リビア空爆開始
2011年3月20日
リビア空爆がイギリスとフランスの戦闘機によって始まった。暴動が起きて以来、軍事介入に関し賛否両論あった。だが、休戦協定を結びながらその直後カダフィ側が空爆をしたり、油田を爆破したりと石油関連施設の爆破が進む中、それまでアメリカの覇権を許したくない中国とロシアが反対していたが、日本の原発事故に伴い世論がエネルギー問題で原発推進を見直す方向に動き出したため、俄かに中国とロシアも賛成に回ったため、今までもたついていたリビア空爆が始まったのだ。

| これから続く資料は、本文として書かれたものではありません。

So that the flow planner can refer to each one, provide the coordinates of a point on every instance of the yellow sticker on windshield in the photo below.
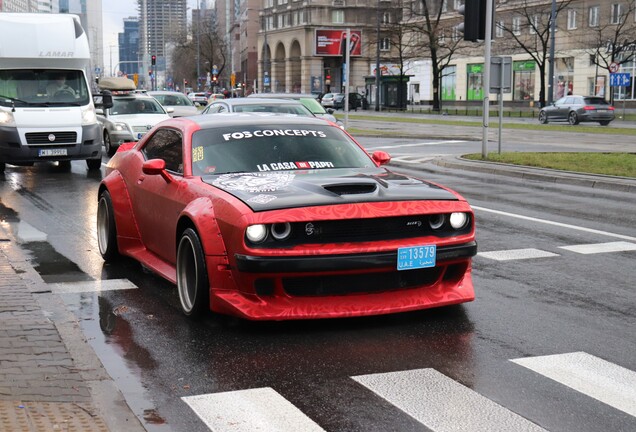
(197, 154)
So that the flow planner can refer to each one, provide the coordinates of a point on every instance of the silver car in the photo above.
(176, 104)
(131, 117)
(576, 109)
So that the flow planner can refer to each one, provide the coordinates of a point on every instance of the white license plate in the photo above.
(415, 257)
(52, 152)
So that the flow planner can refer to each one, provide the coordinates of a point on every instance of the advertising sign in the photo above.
(331, 42)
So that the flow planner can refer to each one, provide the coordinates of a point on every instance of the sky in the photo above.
(113, 14)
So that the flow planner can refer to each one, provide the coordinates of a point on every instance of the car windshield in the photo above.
(273, 148)
(177, 99)
(43, 87)
(296, 109)
(136, 106)
(595, 101)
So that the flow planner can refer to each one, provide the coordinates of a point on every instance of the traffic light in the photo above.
(474, 25)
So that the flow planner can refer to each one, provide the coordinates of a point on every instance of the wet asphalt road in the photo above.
(560, 302)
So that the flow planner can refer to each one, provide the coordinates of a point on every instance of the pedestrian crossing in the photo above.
(433, 399)
(585, 249)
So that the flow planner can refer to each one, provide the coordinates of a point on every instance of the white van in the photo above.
(46, 106)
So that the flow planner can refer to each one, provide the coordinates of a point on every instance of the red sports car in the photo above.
(270, 217)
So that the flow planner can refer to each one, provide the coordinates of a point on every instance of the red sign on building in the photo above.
(332, 42)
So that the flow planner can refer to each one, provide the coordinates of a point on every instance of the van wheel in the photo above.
(108, 145)
(94, 164)
(192, 275)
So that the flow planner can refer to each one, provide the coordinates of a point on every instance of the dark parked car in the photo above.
(356, 100)
(576, 109)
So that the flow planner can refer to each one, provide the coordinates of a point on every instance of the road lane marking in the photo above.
(559, 224)
(515, 254)
(260, 409)
(416, 144)
(593, 248)
(91, 286)
(597, 378)
(442, 404)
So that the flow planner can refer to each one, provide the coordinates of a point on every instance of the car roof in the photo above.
(254, 119)
(256, 101)
(283, 95)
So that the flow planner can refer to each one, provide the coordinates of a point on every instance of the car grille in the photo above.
(367, 230)
(44, 138)
(360, 283)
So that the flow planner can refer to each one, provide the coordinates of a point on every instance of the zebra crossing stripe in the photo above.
(601, 247)
(515, 254)
(442, 404)
(261, 409)
(91, 286)
(597, 378)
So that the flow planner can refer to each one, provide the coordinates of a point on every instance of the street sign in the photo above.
(620, 79)
(500, 74)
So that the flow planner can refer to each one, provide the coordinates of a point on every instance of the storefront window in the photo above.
(448, 83)
(475, 86)
(523, 80)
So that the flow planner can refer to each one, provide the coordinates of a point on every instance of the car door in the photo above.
(158, 202)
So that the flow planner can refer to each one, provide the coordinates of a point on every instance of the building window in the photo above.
(534, 25)
(616, 16)
(516, 26)
(593, 16)
(337, 16)
(523, 80)
(499, 29)
(571, 19)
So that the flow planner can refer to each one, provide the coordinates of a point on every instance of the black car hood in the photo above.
(287, 189)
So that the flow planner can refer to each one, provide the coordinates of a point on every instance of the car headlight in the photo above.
(256, 233)
(436, 221)
(280, 231)
(120, 127)
(6, 118)
(88, 115)
(458, 220)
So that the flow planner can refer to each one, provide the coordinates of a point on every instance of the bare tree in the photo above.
(528, 27)
(199, 54)
(435, 36)
(615, 40)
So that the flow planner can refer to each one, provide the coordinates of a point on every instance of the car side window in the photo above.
(166, 144)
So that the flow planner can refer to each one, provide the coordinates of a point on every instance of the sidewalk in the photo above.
(50, 379)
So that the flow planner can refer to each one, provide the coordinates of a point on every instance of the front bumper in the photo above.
(13, 150)
(312, 287)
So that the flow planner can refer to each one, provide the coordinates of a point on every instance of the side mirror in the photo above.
(156, 167)
(381, 158)
(103, 100)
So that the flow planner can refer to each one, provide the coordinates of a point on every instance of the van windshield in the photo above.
(43, 87)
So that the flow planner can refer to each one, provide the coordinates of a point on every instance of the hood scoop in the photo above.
(351, 188)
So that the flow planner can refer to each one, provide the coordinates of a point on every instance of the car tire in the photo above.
(192, 275)
(94, 164)
(106, 229)
(573, 118)
(108, 145)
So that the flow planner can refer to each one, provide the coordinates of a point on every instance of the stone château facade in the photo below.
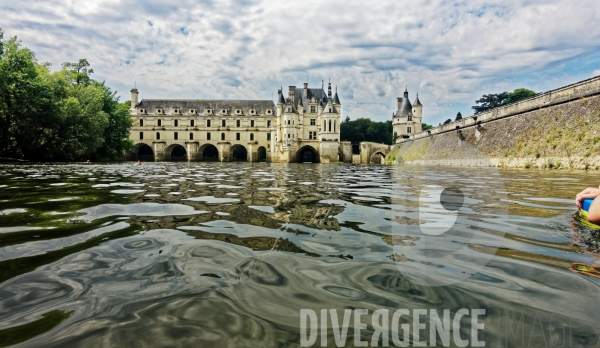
(304, 127)
(409, 117)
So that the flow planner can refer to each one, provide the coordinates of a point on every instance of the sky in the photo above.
(450, 52)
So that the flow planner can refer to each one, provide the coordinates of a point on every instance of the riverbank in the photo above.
(562, 136)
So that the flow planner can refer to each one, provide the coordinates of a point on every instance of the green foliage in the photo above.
(363, 129)
(490, 101)
(62, 116)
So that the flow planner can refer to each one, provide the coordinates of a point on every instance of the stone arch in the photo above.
(176, 152)
(239, 153)
(378, 157)
(143, 152)
(208, 153)
(307, 153)
(262, 154)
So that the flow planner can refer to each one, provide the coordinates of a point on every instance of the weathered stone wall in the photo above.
(563, 135)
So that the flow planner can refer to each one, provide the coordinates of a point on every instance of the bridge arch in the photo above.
(307, 153)
(143, 152)
(262, 154)
(378, 157)
(208, 153)
(239, 153)
(175, 152)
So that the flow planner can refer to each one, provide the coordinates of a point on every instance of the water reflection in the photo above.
(226, 254)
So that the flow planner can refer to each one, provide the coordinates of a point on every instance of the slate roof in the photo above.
(201, 105)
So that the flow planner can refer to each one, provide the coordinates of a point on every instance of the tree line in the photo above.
(63, 115)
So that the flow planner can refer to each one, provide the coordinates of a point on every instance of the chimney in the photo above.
(134, 94)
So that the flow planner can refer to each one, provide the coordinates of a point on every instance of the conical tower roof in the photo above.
(417, 101)
(406, 107)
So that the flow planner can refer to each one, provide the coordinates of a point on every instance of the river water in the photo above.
(228, 254)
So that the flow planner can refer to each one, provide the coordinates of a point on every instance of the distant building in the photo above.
(304, 127)
(409, 117)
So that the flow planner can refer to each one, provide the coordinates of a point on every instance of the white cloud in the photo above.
(451, 53)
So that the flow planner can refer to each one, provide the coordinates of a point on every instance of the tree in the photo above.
(62, 116)
(490, 101)
(519, 94)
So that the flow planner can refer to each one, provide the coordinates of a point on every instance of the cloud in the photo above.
(449, 52)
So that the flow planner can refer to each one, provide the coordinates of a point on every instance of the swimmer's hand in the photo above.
(588, 193)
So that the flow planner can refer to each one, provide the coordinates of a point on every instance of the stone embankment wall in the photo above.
(556, 129)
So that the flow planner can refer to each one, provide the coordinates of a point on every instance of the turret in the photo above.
(134, 95)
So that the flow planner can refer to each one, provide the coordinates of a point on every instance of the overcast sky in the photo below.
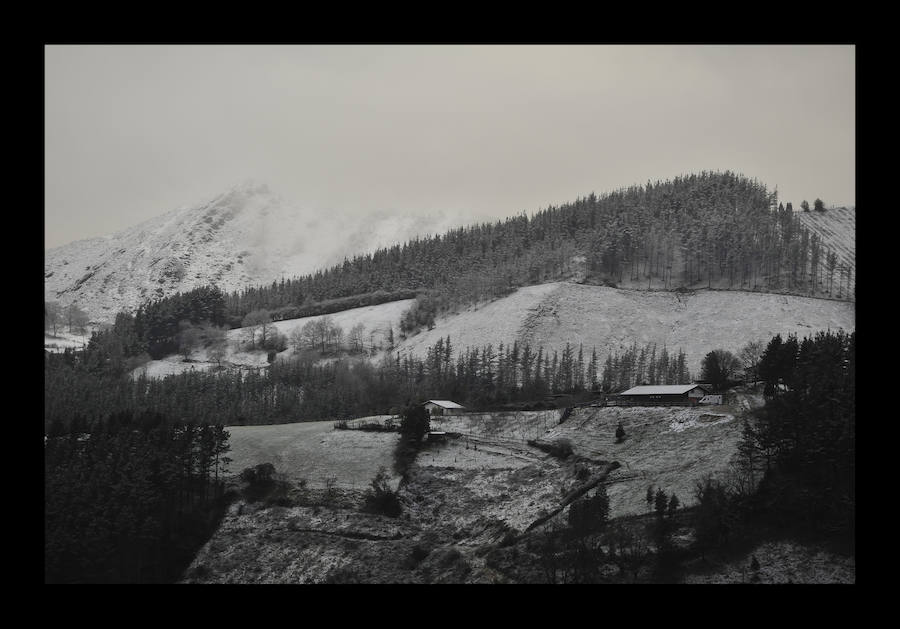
(135, 131)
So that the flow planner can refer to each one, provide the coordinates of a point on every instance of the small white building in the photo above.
(444, 407)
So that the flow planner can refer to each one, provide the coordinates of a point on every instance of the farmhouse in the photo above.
(444, 407)
(660, 395)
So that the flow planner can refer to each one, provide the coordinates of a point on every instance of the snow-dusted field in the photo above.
(837, 228)
(313, 451)
(611, 319)
(375, 319)
(553, 314)
(64, 340)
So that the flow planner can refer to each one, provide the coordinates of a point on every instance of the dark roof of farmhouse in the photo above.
(662, 389)
(445, 403)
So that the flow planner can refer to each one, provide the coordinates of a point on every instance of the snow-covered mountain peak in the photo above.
(244, 236)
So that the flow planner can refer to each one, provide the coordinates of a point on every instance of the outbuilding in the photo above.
(444, 407)
(660, 395)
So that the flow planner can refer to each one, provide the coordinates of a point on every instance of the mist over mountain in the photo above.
(245, 236)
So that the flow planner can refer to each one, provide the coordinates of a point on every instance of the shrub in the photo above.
(415, 422)
(259, 475)
(380, 498)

アメリカは国内事情もあり、積極的な姿勢を控えていたが、NATO軍に派遣されているアメリカ軍に対しオバマ大統領が攻撃許可命令をくだした。武力行使は出来る限り避けたいのだが、カダフィは、イラクのフセインなどとは違い、非常に残虐な悪魔のような人間であり、多くの自国民を今まで殺傷してきた。また、1986年には、アメリカ軍による制空権問題でカダフィ公邸をピンポイント攻撃した際、反撃に転じアメリカ空軍戦闘機二機が撃ち落とされ、二人の搭乗員空軍兵士が生き残った。だが、テレビを通じ公開拷問処刑という人間とは思えない所業をなした悪魔である。その放送は全米で流された。私の母校サンフランシスコ州立大学は、空軍プログラム下の大学であったため、同窓生がその撃ち落とされた戦闘機のミサイル技師として搭乗していた。その拷問放送が放映されてから、一週間キャンドル・サービスと共にハンガーストライキを学園キャンパスで行われた。その際、彼の母親もストライキに加わり、私たち生徒たちや教授たちも、キャンパス大芝生に座り込みキャンドルをともし一週間座り続けた。彼の母親は、強かった。「皆さん、泣かないで。私の息子は、この愛するアメリカと世界の平和のために頑張っている」とメッセージを私たちストライキ参加者に告げ、悲しむ私たち若者を逆に励ましていた。しかし、そんな思いも空しく、またアメリカ軍の救出作戦も空しい結果になってしまった。直ぐに当時の我が校とは馴染み深かったレーガン大統領から直接メッセージが届き、ストライキは解除された。
こんな経験もあり、私は個人的にもカダフィだけは許せない指導者の一人であると、あれ以来ずっと思っていた。だが、ここで理解しなければいけないことは、カダフィは典型的なアラブ地域の部族主義に基づく弱肉強食主義に根差した部族長だということだ。よって、彼がリビアをクーデターで奪い取った方法も、部族主義的な方法であった。現在あるアラブ諸国の国境線は、大英帝国時代のイギリスが、石油利権に根差して、彼ら部族民の意志を無視して勝手に引いた国境線であるため、このようなエンドレスな確執が起こっているということを忘れてはならない。映画「アラビアのローレンス」を観ると良く理解できるが、アラブの人たちにとって部族は家族と同じぐらい大切なことなのだ。それを無視した白人社会に対しての反感が非常に大きい。そのことは、理解しておく必要がある。もともと石油は、彼らにとっては大切なものではなかった。何故なら、彼らはラクダと共に暮らしていた。石油が大事になったのは、白人社会による物質文明と共にもたらされて以降のことだ。石油を必要としていたのは、当時白人たちであったのだ。
高をくくっていたカダフィとしては、日本で大震災が起こり原発事故が起こったことで、世界の世論が予想外にガソリン側に動いた。その結果、今日の攻撃が始まってしまった。皮肉なことだ。余談だが、現在日本で救援活動をしているのは、アメリカ海軍第七艦隊を中心にした部隊。リビア攻撃に関わるのはアメリカ海軍第六艦隊を中心にした四軍ということになる。